Her decision, she said, was on the grounds that "there is no clear consensus amongst pupils, parents, employers or universities on whether and how it should be done".

Okay, employers were opposed to the plan, but Ms Kelly succeeded in almost uniting the education world as never before in condemning her for missing a golden opportunity for radical change.

New Labour's allies on the package were the Confederation of British Industry (CBI), the Institute of Directors (IoD) and Chris Woodhead, the former chief schools inspector who is a vehement opponent of the Tomlinson package.

Its foes are Sir Mike Tomlinson (the architect of the diploma), all the teachers' unions, independent schools, most universities - including Cambridge - most academics and David Bell, the present chief schools inspector, who has said he wanted ministers to abolish the two exams.

As Tim Collins, the Conservative education spokesman who revealed that his party would have backed the diploma, put it: "You have come not to praise the Tomlinson report, but to bury it."

The point opponents were all making was this: would it not be better to have vocational and academic qualifications under the umbrella of a single diploma if you want to create parity of esteem, rather than set up 14 new vocational diplomas - and run A-levels alongside them?

All may not be lost, though.
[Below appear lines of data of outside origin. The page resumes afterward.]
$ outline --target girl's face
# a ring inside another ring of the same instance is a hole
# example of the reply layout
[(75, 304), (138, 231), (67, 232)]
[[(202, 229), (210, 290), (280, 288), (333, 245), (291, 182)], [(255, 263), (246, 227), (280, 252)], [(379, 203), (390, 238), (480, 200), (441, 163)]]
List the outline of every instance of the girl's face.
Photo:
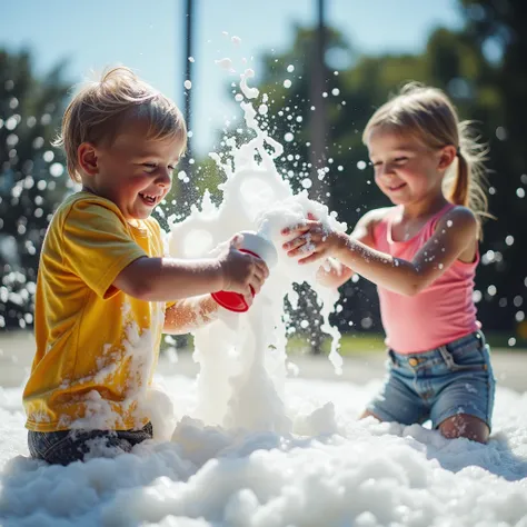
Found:
[[(454, 147), (445, 147), (456, 153)], [(444, 150), (430, 150), (411, 136), (374, 129), (368, 151), (375, 182), (394, 205), (411, 205), (436, 197), (451, 157), (445, 165)]]

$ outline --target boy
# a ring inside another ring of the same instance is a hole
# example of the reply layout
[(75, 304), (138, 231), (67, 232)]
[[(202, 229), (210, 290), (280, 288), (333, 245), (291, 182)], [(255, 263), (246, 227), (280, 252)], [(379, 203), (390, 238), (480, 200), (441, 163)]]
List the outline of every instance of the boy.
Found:
[(123, 67), (64, 112), (59, 142), (82, 190), (58, 208), (40, 257), (37, 352), (23, 392), (36, 458), (67, 465), (92, 447), (129, 451), (152, 437), (147, 390), (161, 332), (211, 320), (210, 292), (251, 301), (268, 276), (262, 260), (237, 250), (237, 237), (215, 259), (165, 258), (150, 215), (186, 141), (176, 105)]

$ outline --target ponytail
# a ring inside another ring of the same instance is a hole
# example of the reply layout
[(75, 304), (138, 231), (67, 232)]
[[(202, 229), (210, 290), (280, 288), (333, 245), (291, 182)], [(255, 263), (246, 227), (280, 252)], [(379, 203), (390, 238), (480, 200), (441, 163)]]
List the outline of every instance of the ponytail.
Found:
[[(468, 207), (479, 223), (479, 238), (481, 239), (481, 223), (486, 218), (494, 218), (488, 213), (488, 199), (486, 189), (486, 168), (488, 148), (479, 142), (479, 137), (474, 135), (470, 121), (458, 125), (459, 147), (457, 163), (453, 163), (444, 180), (446, 196), (454, 205)], [(451, 172), (455, 172), (454, 175)]]
[(454, 205), (469, 207), (469, 167), (460, 150), (457, 153), (457, 173), (448, 200)]

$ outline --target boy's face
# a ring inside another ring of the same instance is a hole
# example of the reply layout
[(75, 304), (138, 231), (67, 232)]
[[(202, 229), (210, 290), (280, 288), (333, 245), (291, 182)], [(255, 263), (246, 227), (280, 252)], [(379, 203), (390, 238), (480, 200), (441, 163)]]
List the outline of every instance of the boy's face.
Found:
[(95, 168), (84, 187), (113, 201), (123, 216), (146, 219), (167, 196), (178, 162), (177, 139), (146, 139), (147, 126), (125, 127), (109, 147), (93, 147)]

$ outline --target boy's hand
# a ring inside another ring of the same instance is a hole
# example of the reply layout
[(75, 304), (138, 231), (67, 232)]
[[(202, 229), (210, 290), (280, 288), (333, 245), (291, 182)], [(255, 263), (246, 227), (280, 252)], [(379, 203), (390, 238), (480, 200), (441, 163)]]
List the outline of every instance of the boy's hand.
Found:
[(240, 235), (233, 236), (218, 257), (223, 276), (222, 289), (239, 292), (252, 304), (251, 288), (255, 295), (260, 291), (269, 269), (262, 259), (239, 250), (241, 239)]
[(299, 257), (298, 264), (309, 264), (322, 257), (335, 256), (342, 246), (344, 239), (339, 232), (322, 225), (317, 218), (308, 213), (304, 223), (282, 229), (284, 236), (296, 235), (282, 245), (289, 257)]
At least there was a promise to review the situation in four years. Supporters of the diploma, with the Labour party hierarchy and Sir Mike, are pinning their hopes on winning the battle then.

Last night it was being suggested that the main reason Downing Street rejected the proposal was because Tony Blair did not want to go to the country in the forthcoming general election as the man who was going to abolish the "gold standard" of A-levels.
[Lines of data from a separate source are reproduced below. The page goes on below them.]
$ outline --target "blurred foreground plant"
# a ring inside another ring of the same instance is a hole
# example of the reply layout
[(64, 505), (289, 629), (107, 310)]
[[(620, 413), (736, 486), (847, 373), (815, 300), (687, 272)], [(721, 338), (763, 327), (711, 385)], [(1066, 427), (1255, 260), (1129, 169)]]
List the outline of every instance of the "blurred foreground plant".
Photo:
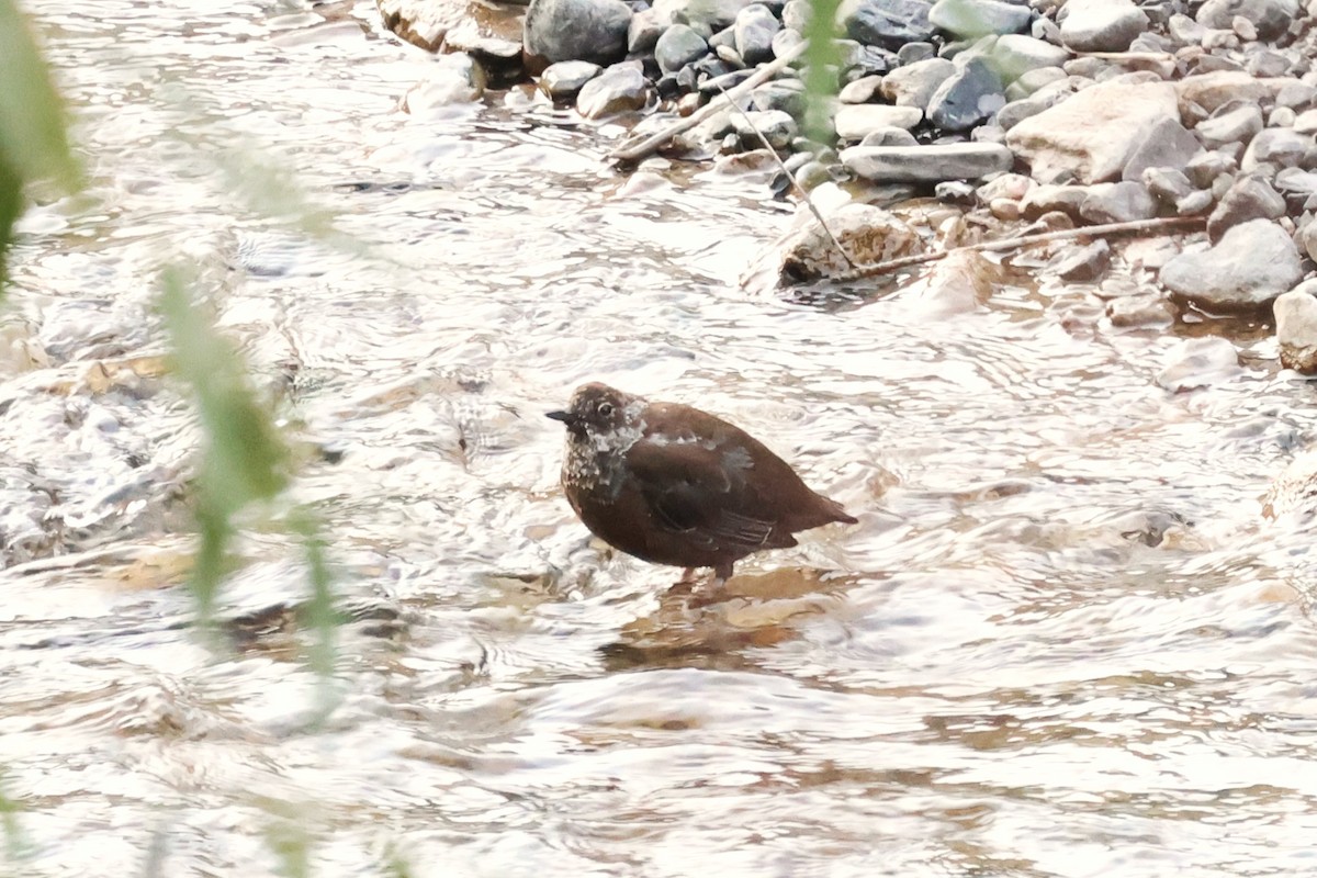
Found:
[[(269, 409), (257, 399), (233, 345), (192, 301), (179, 269), (162, 278), (159, 309), (174, 349), (174, 371), (192, 388), (205, 450), (196, 479), (196, 525), (200, 537), (191, 588), (203, 629), (213, 634), (215, 603), (230, 569), (237, 536), (234, 519), (249, 507), (275, 500), (288, 484), (288, 446)], [(287, 515), (288, 529), (302, 542), (311, 598), (306, 617), (316, 633), (308, 665), (320, 675), (323, 719), (335, 706), (335, 596), (320, 527), (303, 507)]]
[(0, 301), (22, 187), (54, 180), (72, 192), (82, 170), (68, 149), (65, 104), (14, 0), (0, 0)]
While the diploma proposal was the main element of the Tomlinson package, it was not the only decision taken yesterday - by any means.

Ms Kelly did give the go ahead for a new GCSE diploma that would be awarded to all students who achieved at least five A* to C-grade passes - as long as they included maths and English. The percentage of pupils achieving this diploma in a school would be measured in the exam league tables.
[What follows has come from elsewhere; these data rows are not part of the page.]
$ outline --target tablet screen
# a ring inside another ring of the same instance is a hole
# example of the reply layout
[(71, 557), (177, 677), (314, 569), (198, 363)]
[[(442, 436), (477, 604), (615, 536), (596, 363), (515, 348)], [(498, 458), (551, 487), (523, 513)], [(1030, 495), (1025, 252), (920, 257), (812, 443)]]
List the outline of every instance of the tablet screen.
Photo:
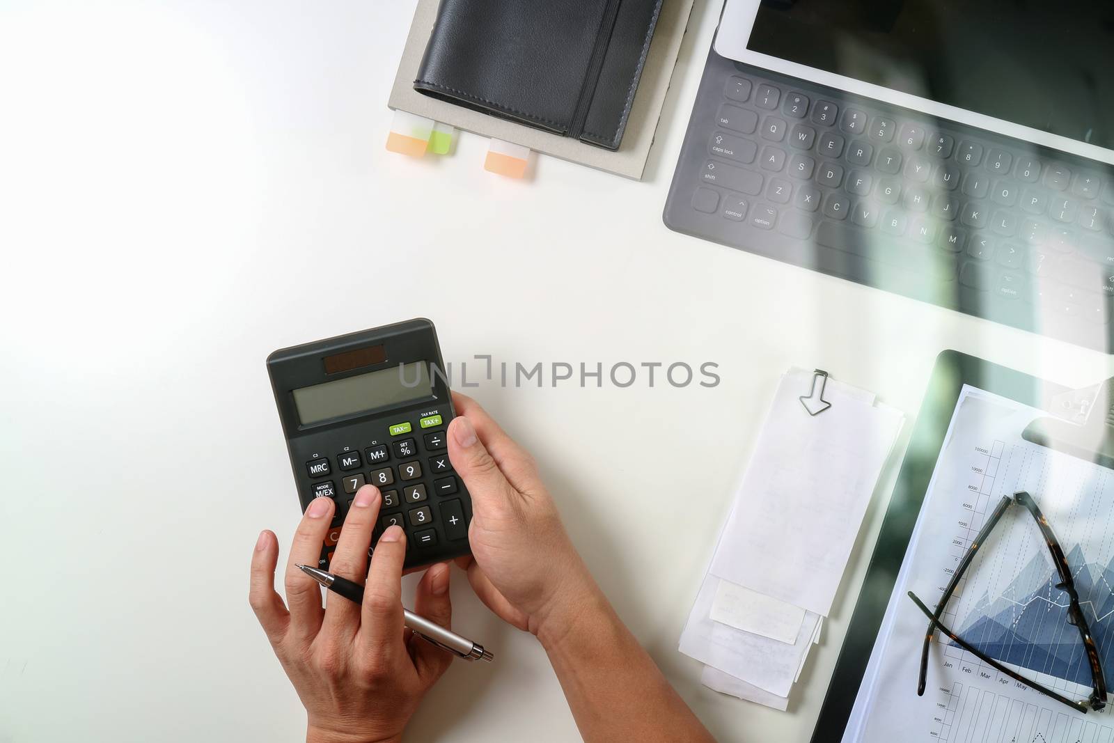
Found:
[(1114, 149), (1114, 2), (764, 0), (747, 48)]
[[(967, 385), (936, 461), (843, 741), (1112, 741), (1107, 715), (1084, 715), (934, 634), (917, 695), (928, 619), (1004, 497), (1024, 490), (1063, 546), (1084, 616), (1114, 682), (1114, 471), (1026, 441), (1039, 410)], [(964, 574), (941, 620), (981, 653), (1069, 700), (1092, 677), (1067, 595), (1042, 532), (1009, 508)]]

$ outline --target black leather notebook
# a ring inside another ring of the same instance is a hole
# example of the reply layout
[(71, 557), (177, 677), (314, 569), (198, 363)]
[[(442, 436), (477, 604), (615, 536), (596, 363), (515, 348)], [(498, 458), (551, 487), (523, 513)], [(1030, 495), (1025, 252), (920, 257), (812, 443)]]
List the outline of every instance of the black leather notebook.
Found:
[(662, 0), (441, 0), (414, 89), (618, 149)]

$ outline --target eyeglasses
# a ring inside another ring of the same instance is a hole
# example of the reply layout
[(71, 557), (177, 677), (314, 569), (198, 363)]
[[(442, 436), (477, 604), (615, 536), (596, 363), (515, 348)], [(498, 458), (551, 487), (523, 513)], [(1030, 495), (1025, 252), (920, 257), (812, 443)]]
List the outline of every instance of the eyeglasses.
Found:
[[(1003, 515), (1009, 509), (1010, 506), (1018, 505), (1024, 506), (1025, 509), (1033, 516), (1037, 522), (1037, 527), (1040, 528), (1040, 534), (1044, 536), (1045, 542), (1048, 545), (1048, 551), (1052, 553), (1053, 563), (1056, 565), (1056, 571), (1059, 574), (1059, 584), (1056, 588), (1067, 594), (1071, 599), (1071, 604), (1067, 608), (1067, 620), (1069, 624), (1074, 625), (1076, 629), (1079, 630), (1079, 637), (1083, 639), (1083, 647), (1087, 653), (1087, 661), (1091, 664), (1091, 680), (1093, 685), (1093, 691), (1089, 700), (1084, 700), (1079, 702), (1073, 702), (1072, 700), (1057, 694), (1051, 688), (1046, 688), (1040, 684), (1037, 684), (1028, 678), (1025, 678), (1020, 674), (1007, 668), (1003, 664), (998, 663), (994, 658), (989, 657), (985, 653), (976, 649), (970, 643), (966, 642), (961, 637), (957, 636), (951, 629), (946, 627), (940, 622), (940, 615), (944, 614), (945, 607), (951, 599), (951, 595), (956, 590), (956, 586), (962, 579), (964, 574), (967, 568), (970, 567), (971, 561), (975, 559), (975, 554), (978, 553), (979, 547), (987, 540), (994, 527), (998, 525), (1001, 520)], [(909, 598), (913, 600), (917, 607), (925, 613), (925, 616), (929, 618), (928, 632), (925, 636), (925, 647), (920, 654), (920, 680), (917, 683), (917, 695), (925, 695), (925, 686), (928, 680), (928, 649), (932, 643), (932, 635), (939, 629), (941, 633), (947, 635), (951, 642), (954, 642), (959, 647), (964, 648), (975, 657), (977, 657), (983, 663), (995, 668), (996, 671), (1006, 674), (1010, 678), (1018, 681), (1036, 691), (1051, 696), (1057, 702), (1063, 702), (1073, 710), (1077, 710), (1086, 714), (1089, 710), (1098, 712), (1106, 706), (1106, 681), (1103, 676), (1103, 667), (1098, 657), (1098, 648), (1095, 646), (1095, 639), (1091, 636), (1091, 627), (1087, 625), (1087, 619), (1083, 616), (1083, 608), (1079, 606), (1079, 595), (1075, 590), (1075, 580), (1072, 578), (1072, 570), (1067, 565), (1067, 558), (1064, 557), (1064, 550), (1059, 546), (1059, 541), (1056, 539), (1056, 535), (1053, 534), (1052, 527), (1048, 526), (1048, 520), (1040, 512), (1037, 507), (1033, 496), (1027, 492), (1015, 492), (1013, 497), (1005, 496), (998, 507), (994, 509), (994, 514), (990, 515), (989, 520), (975, 537), (975, 541), (968, 548), (967, 554), (964, 555), (962, 561), (959, 563), (959, 567), (956, 569), (955, 574), (951, 576), (951, 581), (948, 583), (948, 587), (944, 589), (944, 595), (940, 597), (940, 603), (936, 605), (936, 610), (931, 612), (925, 603), (921, 602), (913, 593), (909, 592)]]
It was this that excited the CBI and the IoD and won the support of Sir Mike for tackling the scandal of 11 million adults failing to have the basic skills needed for employment.

It will, too, act as a heavy deterrent to those schools who have sought to put as many pupils as possible in for GNVQs (vocational qualifications) - deemed to be worth the equivalent of four GCSE passes - as a means of boosting their performance. Nine of the 10 schools on the Government's most improved list last year used this mechanism.

There was action, too, on the problems created for universities by candidates with three A-grade passes at A-level. In future, admissions tutors will be allowed to see their marks as well as their grades. The brightest pupils will also be asked to answer harder questions and a new 4,000-word extended essay is to be introduced at A-level to show pupils' thinking skills.

The package as a whole, though, was (to use the words of one teachers' leader) "rather like GCSEs and A-levels with knobs on", instead of the most radical reform of the examinations system for 50 years - as ministers had billed it.